Why you can't call Donald Trump a liar (yet)
There's a growing number of media calling out President Donald Trump for saying things that aren't true. But does that make him a liar?
The word “lie” keeps appearing in news stories and columns about President Donald Trump. It makes me extremely uncomfortable.
Usually restrained media outlets are using the word casually in a way which doesn’t do justice to the implication of calling someone a “liar”.
To ‘lie’ is not simply saying something that is not true. A ‘liar’ is a person who sets out deliberately to mislead.
The key to a lie is intent.
A lie is something expressed as fact when it is not fact and it is expressed as fact with a specific intent and for a specific purpose.
And yet, the word “lie” gets included in news stories - and attributed to Trump’s statements - without any reporting that shows what intent might sit behind it. Intent is the key word and if you’re calling someone a liar then you have to show the intent.
New York Times' executive editor Dean Baquet said in a radio interview that the distinction between “baseless” - as in, not having a foundation in fact - and lie “perplexes our readers because people want very simple resolutions to complicated issues of language”.
Yet the New York Times has started using the word. It did so in reference to Trump disavowing the “birther lie”, as they called it in a headline. Baquet said it was different because Trump had invested credibility and years of effort making the claim Barack Obama was born outside the US even though clear evidence showed it was untrue.
It also did when Trump’s claimed he had won the popular vote.
The decision to use the word “lie” adds to hyperbole. It becomes shrill and in raising the impact it also increases the public’s ability to tolerate the “lie” as the accusation becomes a confrontation.
Senior vice president for news Michael Oreskes at NPR - which has avoided the word “lie” - said:
"Our job as journalists is to report, to find facts, and establish their authenticity and share them with everybody. It's really important that people understand that these aren't our opinions. ... These are things we've established through our journalism, through our reporting ... and I think the minute you start branding things with a word like 'lie,' you push people away from you."
Veteran journalist Dan Rather says call it out. “A lie, is a lie, is a lie,” he wrote on Facebook.
“Journalism, as I was taught it, is a process of getting as close to some valid version of the truth as is humanly possible.”
Not calling Trump’s wrong statements “lies” is “hiding behind semantics and euphemisms”.
“Our role is to call it as we see it, based on solid reporting. When something is, in fact, a demonstrable lie, it is our responsibility to say so.”
Rather’s view doesn’t excuse the use of the word “lie”. It points to where we need to get to.
We don’t know why Trump says the things he does.
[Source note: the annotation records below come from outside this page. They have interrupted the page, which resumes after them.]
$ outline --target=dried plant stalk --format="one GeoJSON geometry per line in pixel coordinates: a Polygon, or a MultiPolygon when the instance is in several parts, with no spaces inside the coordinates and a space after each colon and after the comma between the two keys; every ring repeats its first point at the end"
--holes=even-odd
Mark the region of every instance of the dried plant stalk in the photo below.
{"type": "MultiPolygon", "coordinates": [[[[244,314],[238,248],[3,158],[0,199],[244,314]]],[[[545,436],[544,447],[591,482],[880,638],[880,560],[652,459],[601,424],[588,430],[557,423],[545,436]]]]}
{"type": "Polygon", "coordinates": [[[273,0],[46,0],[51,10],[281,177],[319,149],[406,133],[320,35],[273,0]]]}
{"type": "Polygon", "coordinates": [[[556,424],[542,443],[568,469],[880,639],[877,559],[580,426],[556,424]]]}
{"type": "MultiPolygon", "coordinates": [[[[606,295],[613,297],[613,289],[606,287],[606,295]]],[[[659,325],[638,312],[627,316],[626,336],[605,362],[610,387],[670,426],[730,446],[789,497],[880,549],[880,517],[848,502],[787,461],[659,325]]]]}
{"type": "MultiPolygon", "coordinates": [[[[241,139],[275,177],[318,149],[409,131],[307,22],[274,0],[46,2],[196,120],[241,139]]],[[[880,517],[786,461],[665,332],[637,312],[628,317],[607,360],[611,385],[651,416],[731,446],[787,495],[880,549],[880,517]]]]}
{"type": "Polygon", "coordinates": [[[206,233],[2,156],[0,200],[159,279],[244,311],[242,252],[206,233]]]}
As I’ve said, there’s been little reporting which actually shows those reasons. We don’t know why he made statements about thousands of Muslim people cheering the attack on the Twin Towers (not accurate) or widespread voter fraud (contrary to evidence) or inauguration crowd size (contrary to what anyone looking could see).
We can imagine why he might have said these things.
But we don’t know. Was there intent? Was it a conscious decision to choose a false path, knowing it was false, and pursuing it for a reason?
What is the reason? Why has he chosen to pursue a path which is contrary to fact and probably so?
Trump doesn’t have a good record. PolitiFact has been fact-checking Trumps statements and currently has the President uttering falsehoods in 68 per cent of cases. He has made statements which are rated “true” on just 4 per cent of occasions.
Trump called journalists “among the most dishonest human beings on earth”. He also called media “the opposition party”.
Calling a falsehood out as a “lie” buys into this confrontation.
It supplants the judgment of readers, listeners or viewers. It gets there before they do with the accusation of intent.
Reuters Editor-in-Chief Steve Adler said it best in his memo to staff about covering Trump. He write of how its journalists faced opposition from leaders in many countries in the world. It was responded to “by doing our best to protect our journalists, by recommitting ourselves to reporting fairly and honestly, by doggedly gathering hard-to-get information – and by remaining impartial’.
The problem with “intent” is that Trump might not have one. We don’t know. He could simply be mad. There are Republican senators who have raised concerns about his mental health.
He might not be mad. There might not be a coherent belief which lasts from one statement to the next. That’s not a “lie”. He might be chaos.
There is so much judgment implied in the word “lie”. News reporting should rarely judge. When it does so, the public deserves proof.